The reason for the empty facility ended up being the first question Weber answered, one of the few.

“All my agents and analysts are inside the VirtNet for a three-day job,” she said. “They Lifted from their homes—we only have a skeleton crew here to run things.” They entered a small, simple office furnished with nothing but a round table and four chairs. There was another door at the back of the room, made of metal with a heavy locking mechanism, which piqued Michael’s curiosity. “I don’t need to tell any of you that the stakes have been raised in the Kaine affair. We’re sweeping the virtual world—every speck of it—until we find him.”

Michael expected Weber to offer them seats around the table, but instead, she walked to the heavy door and turned to face them. “I know you have questions, but the answers are … difficult. I had no choice but to pretend I didn’t know you back when we last spoke. There are … factions within my agency that disagree with my course of action. I don’t trust them, and they don’t trust me. Yes, you contacted me over a secure communications line, but it was only secure from the outside world. Many within the VNS might have seen our conversation, and I couldn’t let that happen. You have no idea just how secret your mission was.”

Michael thought he understood perfectly. “In other words, you guys screwed up big-time and you’re trying to cover it up. Make us go away.”

Agent Weber was a beautiful woman, no doubt. But something washed over her face when he said that, that made her terrifyingly ugly. It was gone in a flash, and she was answering Michael.

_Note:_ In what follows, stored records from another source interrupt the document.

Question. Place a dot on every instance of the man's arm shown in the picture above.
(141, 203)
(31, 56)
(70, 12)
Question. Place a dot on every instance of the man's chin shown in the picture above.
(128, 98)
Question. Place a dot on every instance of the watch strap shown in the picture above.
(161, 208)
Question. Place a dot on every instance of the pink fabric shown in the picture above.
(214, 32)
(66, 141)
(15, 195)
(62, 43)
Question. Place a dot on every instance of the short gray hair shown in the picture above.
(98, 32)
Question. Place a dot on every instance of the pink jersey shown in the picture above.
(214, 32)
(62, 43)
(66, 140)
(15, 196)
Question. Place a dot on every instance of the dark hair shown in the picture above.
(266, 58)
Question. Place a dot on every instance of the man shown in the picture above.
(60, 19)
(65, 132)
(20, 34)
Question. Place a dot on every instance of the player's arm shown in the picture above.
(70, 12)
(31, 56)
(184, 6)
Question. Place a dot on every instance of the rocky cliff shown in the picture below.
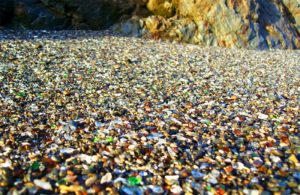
(258, 24)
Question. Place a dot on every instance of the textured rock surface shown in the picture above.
(6, 11)
(230, 23)
(74, 14)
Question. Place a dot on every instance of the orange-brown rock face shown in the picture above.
(230, 23)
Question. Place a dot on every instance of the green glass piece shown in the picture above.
(96, 139)
(134, 180)
(109, 139)
(21, 94)
(208, 188)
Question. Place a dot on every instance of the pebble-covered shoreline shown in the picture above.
(87, 112)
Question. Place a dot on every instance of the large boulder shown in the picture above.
(6, 11)
(258, 24)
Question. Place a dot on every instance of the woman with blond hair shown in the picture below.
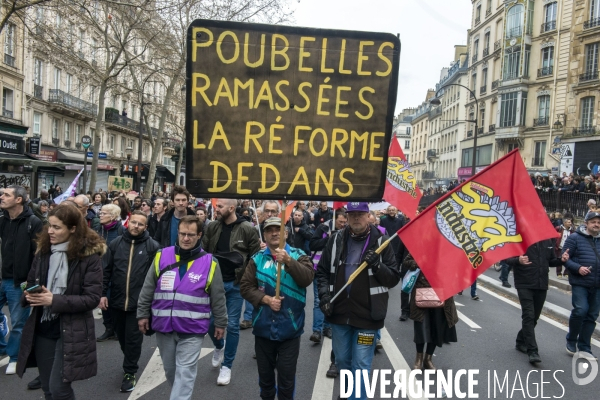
(63, 288)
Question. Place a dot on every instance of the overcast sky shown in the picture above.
(428, 30)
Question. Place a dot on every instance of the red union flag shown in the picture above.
(494, 215)
(401, 188)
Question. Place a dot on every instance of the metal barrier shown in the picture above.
(567, 202)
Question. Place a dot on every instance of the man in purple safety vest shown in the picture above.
(181, 290)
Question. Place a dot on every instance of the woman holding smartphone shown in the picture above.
(59, 335)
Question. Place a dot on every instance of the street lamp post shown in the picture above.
(436, 102)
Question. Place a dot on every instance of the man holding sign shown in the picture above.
(360, 310)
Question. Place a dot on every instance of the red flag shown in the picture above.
(401, 188)
(493, 216)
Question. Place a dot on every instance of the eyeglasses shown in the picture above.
(187, 235)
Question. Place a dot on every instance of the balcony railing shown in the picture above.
(545, 71)
(588, 76)
(584, 130)
(38, 92)
(514, 32)
(591, 23)
(548, 26)
(9, 60)
(57, 96)
(7, 113)
(428, 175)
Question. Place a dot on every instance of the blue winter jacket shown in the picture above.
(582, 254)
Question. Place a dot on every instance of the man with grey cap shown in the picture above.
(278, 323)
(583, 248)
(360, 309)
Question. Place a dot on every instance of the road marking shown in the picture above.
(154, 374)
(396, 358)
(467, 320)
(323, 388)
(542, 317)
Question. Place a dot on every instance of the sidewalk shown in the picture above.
(560, 313)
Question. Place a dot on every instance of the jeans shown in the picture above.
(350, 355)
(532, 303)
(130, 338)
(586, 306)
(49, 357)
(319, 322)
(234, 310)
(179, 354)
(248, 310)
(272, 355)
(18, 316)
(504, 271)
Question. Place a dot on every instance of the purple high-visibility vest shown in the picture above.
(182, 305)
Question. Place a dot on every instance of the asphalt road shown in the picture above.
(486, 335)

“Like I said, we don’t have time to talk. There are many, many levels to this, Michael. The politics are only a small part of it. Ultimately, what matters is the security of the VirtNet and the safety of the people who frequent it. That’s my mandate, and I’ll do anything—anything—to fulfill my obligations. Do you understand?”

Michael flinched and took a half step backward, then tried to recover and make it look like he’d just repositioned himself to get more comfortable. This lady was scary, and he found it hard to trust her. But he didn’t know where else to turn.

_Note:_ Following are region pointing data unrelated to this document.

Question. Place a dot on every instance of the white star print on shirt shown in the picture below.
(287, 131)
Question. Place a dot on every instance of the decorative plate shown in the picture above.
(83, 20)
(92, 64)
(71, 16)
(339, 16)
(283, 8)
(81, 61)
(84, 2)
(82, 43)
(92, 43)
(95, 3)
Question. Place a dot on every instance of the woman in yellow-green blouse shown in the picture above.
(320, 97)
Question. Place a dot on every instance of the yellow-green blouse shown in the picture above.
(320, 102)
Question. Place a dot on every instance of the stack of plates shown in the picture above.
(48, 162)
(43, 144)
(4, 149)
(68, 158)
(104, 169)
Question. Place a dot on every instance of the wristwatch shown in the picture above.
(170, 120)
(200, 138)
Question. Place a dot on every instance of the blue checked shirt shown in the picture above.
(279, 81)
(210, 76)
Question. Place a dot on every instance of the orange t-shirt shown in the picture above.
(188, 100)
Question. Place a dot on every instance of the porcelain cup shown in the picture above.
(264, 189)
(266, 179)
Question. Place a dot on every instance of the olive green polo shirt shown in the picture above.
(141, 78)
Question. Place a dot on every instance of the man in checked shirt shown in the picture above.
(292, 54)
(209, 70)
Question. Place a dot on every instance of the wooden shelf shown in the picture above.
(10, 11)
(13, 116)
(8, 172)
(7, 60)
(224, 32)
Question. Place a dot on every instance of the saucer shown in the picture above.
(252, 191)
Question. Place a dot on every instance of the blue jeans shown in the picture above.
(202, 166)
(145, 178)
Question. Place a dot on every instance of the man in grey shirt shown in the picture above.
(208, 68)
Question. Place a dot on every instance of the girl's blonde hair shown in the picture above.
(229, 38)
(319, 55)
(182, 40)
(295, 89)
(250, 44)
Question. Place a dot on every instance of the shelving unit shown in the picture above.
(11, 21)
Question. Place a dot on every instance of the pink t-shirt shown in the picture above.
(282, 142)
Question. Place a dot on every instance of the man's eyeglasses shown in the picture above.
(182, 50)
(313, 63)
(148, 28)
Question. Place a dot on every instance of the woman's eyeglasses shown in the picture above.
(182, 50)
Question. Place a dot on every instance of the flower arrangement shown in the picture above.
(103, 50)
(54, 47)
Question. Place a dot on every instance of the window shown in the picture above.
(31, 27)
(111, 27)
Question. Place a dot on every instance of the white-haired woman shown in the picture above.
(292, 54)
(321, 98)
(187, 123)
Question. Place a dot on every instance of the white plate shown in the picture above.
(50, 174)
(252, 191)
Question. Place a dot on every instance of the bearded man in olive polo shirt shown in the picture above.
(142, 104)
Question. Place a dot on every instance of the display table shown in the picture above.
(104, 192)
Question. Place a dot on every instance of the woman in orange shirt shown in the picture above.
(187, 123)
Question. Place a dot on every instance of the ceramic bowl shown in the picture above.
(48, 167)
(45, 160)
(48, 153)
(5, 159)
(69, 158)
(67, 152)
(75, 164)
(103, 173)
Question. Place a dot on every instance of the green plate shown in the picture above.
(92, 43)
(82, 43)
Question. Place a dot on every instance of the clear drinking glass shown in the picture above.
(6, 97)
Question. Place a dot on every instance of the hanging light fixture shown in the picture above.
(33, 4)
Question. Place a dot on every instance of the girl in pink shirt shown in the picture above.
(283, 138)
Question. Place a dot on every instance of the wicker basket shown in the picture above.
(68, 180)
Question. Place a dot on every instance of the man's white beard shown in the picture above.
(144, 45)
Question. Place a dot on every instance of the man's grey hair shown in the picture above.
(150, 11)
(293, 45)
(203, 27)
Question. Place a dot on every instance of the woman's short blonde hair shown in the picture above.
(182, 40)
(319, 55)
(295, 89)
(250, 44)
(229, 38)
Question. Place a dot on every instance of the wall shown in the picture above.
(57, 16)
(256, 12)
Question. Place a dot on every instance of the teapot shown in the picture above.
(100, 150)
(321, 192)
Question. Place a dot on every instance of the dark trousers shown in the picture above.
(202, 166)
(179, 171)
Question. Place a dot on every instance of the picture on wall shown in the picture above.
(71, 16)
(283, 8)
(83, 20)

Bryson chimed in. “You keep calling him Michael. Why? His name is Jackson Porter, right? You know everything, don’t you?”

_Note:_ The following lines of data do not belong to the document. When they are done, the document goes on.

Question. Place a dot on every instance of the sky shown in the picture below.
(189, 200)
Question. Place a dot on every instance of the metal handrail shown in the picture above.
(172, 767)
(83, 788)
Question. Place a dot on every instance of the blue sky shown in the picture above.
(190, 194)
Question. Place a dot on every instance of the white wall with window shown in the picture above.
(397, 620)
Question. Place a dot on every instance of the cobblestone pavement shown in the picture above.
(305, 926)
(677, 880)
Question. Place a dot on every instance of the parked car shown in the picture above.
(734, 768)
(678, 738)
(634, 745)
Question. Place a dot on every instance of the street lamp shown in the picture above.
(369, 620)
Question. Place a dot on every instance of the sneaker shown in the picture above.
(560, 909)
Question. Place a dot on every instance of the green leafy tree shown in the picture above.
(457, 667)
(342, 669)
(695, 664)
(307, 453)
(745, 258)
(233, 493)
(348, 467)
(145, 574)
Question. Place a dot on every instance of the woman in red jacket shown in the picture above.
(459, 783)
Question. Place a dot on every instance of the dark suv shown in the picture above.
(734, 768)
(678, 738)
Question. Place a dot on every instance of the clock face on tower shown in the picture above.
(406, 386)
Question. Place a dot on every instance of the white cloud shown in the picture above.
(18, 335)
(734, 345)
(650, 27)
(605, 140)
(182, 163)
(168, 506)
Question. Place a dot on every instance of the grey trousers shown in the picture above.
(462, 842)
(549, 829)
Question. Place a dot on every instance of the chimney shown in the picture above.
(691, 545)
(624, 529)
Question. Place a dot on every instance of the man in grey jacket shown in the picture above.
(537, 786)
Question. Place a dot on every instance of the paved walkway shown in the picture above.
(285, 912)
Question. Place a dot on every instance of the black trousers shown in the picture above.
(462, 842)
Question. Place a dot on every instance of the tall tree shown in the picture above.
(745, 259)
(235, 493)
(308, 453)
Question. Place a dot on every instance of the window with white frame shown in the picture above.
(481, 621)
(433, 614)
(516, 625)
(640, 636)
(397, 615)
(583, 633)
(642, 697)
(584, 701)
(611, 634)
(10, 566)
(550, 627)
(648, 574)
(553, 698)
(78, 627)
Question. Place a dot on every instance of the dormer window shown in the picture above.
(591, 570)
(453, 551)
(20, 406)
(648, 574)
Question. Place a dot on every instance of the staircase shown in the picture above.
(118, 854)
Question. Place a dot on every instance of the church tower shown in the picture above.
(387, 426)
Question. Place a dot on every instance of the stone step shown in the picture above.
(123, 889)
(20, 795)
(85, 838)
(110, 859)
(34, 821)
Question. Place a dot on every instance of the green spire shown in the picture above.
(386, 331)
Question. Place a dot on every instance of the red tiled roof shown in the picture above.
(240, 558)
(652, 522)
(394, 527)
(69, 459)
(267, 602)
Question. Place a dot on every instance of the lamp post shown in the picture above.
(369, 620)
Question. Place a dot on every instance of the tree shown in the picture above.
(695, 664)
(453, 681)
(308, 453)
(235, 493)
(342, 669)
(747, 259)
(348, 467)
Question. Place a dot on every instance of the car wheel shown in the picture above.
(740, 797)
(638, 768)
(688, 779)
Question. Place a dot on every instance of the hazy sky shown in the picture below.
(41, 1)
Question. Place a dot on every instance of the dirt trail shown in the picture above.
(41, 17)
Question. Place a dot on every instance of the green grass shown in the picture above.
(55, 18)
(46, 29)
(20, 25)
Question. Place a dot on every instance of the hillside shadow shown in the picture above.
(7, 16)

That flash of anger showed on her face again as she directed her look at Bryson. “Listen to me. We don’t have time for this. Yes, Kaine duped us. In a monumental way. In ways you don’t even understand. Yes, I know Michael was a Tangent and was inserted into the body of Jackson Porter. I know it’s happening all over the world. I know we need to stop it. Now, are you here to help me or waste my time?”

“How can we trust you?” Sarah asked. “After you led us to the Path, led us right into the trap Kaine set for us?”

Weber showed no anger this time, just a look of genuine frustration. As if she had a thousand things she wanted to say and no time. “If the three of you would just take a moment to reflect on the sequence of events, I think you’d see that we were fooled just as you were. We tried to find Kaine, and we used you. And it worked. Not in the way we hoped, but it did work. We got our answers—we know more than we ever could have otherwise. Now our problem is to figure out how to stop him before things get out of control. His influence is spreading even though we don’t know his ultimate goal yet. And I’m not just talking about the Tangents he’s humanizing.”

“What else?” Michael asked. He reminded himself not to trust her too quickly, but she seemed sincere. He could see the stress in her every movement. She was scared, and that was a good thing in Michael’s book. “What could be worse than that?”

Agent Weber shook her head. “I didn’t say anything was worse. But the problems inside the VirtNet are just as bad as the problems in the Wake. Kaine is taking over, in ways you’ll realize soon enough.”

“We will?” Sarah asked.

“Yes,” Weber replied. “Look, I went well out of my way to visit you, Michael, after we realized what had happened. We’re all on the same side. I had to tread carefully for reasons we don’t have time to discuss right now. I knew you would come to find me after our admittedly odd conversation over the communications uplink. The timing is good, and I need you—all three of you—more than ever.”